Before saying yes to projects, project and portfolio leaders must understand how each project impacts the portfolio. Does the potential project add value to the portfolio? Is it aligned with business strategy, and does it bring the company closer to reaching its goals? Are the necessary resources available to execute?
Project analysis within the context of the portfolio is necessary to not only keep teams on track with a common purpose but to also focus investments and resources on the highest-value projects.
Key Elements of Project Portfolio Management
The key elements of project portfolio management enable organizations to connect strategic plans to the execution of projects, giving leaders a mechanism to ease project selection decisions. Following the primary steps of the portfolio management, organizations can begin to build what PMI says is the ultimate goal of the process: “a focused, coordinated, and executable portfolio of projects that will achieve the goals of the organization.”
Following these steps is never a one-time effort. Because there is so much change to manage, organizations must be able to constantly adapt the portfolio, making trade-off decisions to maintain strategy and execution alignment. The PMO should initiate a full portfolio review on a scheduled basis, as well as any time there is a significant change.

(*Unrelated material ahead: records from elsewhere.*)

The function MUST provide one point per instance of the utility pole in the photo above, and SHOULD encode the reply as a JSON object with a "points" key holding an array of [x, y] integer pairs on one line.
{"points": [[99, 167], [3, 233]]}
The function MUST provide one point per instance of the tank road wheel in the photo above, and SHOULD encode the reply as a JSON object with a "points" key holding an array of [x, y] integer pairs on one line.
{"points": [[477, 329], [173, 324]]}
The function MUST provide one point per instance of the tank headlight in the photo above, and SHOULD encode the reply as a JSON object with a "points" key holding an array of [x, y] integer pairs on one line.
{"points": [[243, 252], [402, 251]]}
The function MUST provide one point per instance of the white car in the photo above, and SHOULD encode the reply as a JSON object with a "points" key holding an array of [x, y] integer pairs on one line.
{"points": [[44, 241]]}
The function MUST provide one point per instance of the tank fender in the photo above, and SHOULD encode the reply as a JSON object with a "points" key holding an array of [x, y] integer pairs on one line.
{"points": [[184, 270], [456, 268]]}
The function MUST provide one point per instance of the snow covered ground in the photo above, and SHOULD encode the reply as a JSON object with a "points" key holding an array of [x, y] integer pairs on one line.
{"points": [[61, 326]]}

Define business objectives
Clarifying business objectives is a critical first step in project portfolio management. According to Harvard Business Review, articulating a common definition aligns teams with a singular purpose, and without purpose, teams lack the motivation to tackle challenges that prevent the organization from achieving its goals.
Inventory projects and requests
Decision-makers need to create an inventory of potential projects, including in-flight projects, project requests, and ideas for new projects. Collect data on each item based on what is deemed valuable to your organization, such as cost, resource requirements, time-to-market estimates, forecasted returns, and problems solved, for example.
Based on the project data collected during the inventory phase, begin prioritizing projects that create the most value for and balance the portfolio. Depending on the valuation criteria, each project can be given a score. Evaluate resource capacity and allocate available resources to the highest value projects in the portfolio, allowing remaining projects without assigned resources to fall down the priority list.
Validate project feasibility and initiate projects
Even a maximized and balanced portfolio may not be feasible due to bottlenecks and constraints. Partner with project stakeholders to discuss project dependencies, resource skill sets, resource capacity, and budget requirements and limitations. Initiate validated projects by entering them into the project management system.
Manage and monitor the portfolio
The project manager will manage individual projects, while the portfolio manager will monitor execution progress and continued alignment of projects across the portfolio. As strategic priorities shift or issues arise, there may be the need to make calculated changes to projects, resources, budgets, and/or the portfolio. One of the key elements of project portfolio management is to be able to keep the portfolio focused on meeting current business goals.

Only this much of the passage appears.